It is perhaps a father's way of bringing some closure to an event that will remain a horrific blood-soaked image for many of us two years after it took place. He has cycled across the country and will stay at the iconic Taj Mahal Palace hotel today where his valiant son Sandeep Unnikrishnan lost his life to the bullets of terrorists. For the many who lost family members and friends that fateful day, it is as if time has stood still. Of course, today, there will be candlelight vigils, memorial meetings, perhaps even thunderous political pronouncements, but the bereaved have to go on living in the knowledge that after two years, there has been very little justice for those who defended the security of the country and those who happened to be innocent bystanders.
We still do not know who was responsible for the substandard bulletproof vests that could have protected the courageous police officers who took on the heavily armed terrorists. We do not know why the communication signals got mixed up leading the officers to their death. We do not know how the assassins were able to slip past coastal security and reach high-profile targets to wreak such horror. It is no secret that the origins of this devastating attack were in Pakistan. Yet, two years on, Pakistan has been playing a gross double game, unwilling to accept its role or give India the proof it needs to bring the guilty to justice. The sole surviving killer has since his incarceration been making a mockery of the justice system with his antics. From saying that he came to India to act in Bollywood movies to issuing Biblical pronouncements on reaping what he had sown, his in-your-face presence is a knife in the unhealed wounds of the bereaved and testimony to how slowly and ineffectually the system moves even in the face of an incident of this magnitude.

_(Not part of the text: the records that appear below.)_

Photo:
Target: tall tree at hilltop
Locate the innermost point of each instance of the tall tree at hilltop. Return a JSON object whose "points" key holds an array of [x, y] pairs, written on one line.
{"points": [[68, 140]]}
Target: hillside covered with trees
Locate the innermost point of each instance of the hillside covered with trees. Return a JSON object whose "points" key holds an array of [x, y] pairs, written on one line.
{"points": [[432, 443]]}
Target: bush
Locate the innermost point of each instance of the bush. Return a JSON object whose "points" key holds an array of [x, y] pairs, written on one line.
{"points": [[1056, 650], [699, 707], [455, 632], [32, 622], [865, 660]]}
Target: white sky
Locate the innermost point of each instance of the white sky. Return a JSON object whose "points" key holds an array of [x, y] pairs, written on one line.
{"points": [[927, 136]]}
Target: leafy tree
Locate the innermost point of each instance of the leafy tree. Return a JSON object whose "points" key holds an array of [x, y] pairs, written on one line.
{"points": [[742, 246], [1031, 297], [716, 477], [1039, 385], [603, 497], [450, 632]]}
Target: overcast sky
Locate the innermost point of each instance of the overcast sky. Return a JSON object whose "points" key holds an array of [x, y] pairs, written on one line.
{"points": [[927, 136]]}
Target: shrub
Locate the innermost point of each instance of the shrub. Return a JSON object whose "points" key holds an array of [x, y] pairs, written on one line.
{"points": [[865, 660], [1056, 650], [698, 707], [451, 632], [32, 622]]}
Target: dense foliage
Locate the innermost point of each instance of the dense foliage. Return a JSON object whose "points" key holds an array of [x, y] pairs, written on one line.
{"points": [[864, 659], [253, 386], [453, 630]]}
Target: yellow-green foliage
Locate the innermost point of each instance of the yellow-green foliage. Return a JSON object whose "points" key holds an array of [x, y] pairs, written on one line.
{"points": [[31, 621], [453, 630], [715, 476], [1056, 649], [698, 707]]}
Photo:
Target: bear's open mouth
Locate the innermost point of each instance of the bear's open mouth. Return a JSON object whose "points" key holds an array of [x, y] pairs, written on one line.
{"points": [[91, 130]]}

It has now taken a lawsuit filed by two American victims to get a US court to issue summons to senior Inter-services Intelligence officers and Lashkar-e-Tayyeba masterminds who have been swaning around ever since 26/11 took place, wearing the fact that they could wreak such havoc as a badge of honour. The fugitive David Coleman Headley has spilled most of the beans on the role of Pakistani officials in the carnage, yet we have progressed little for it. Whatever happened to all the talk about never forgetting, about never allowing this to happen again? It is no one's contention that draconian or intrusive measures be employed to ensure security. But surely, this spectacular inaction will not only prolong the agony, but send out the signal that India is fair game to its adversaries.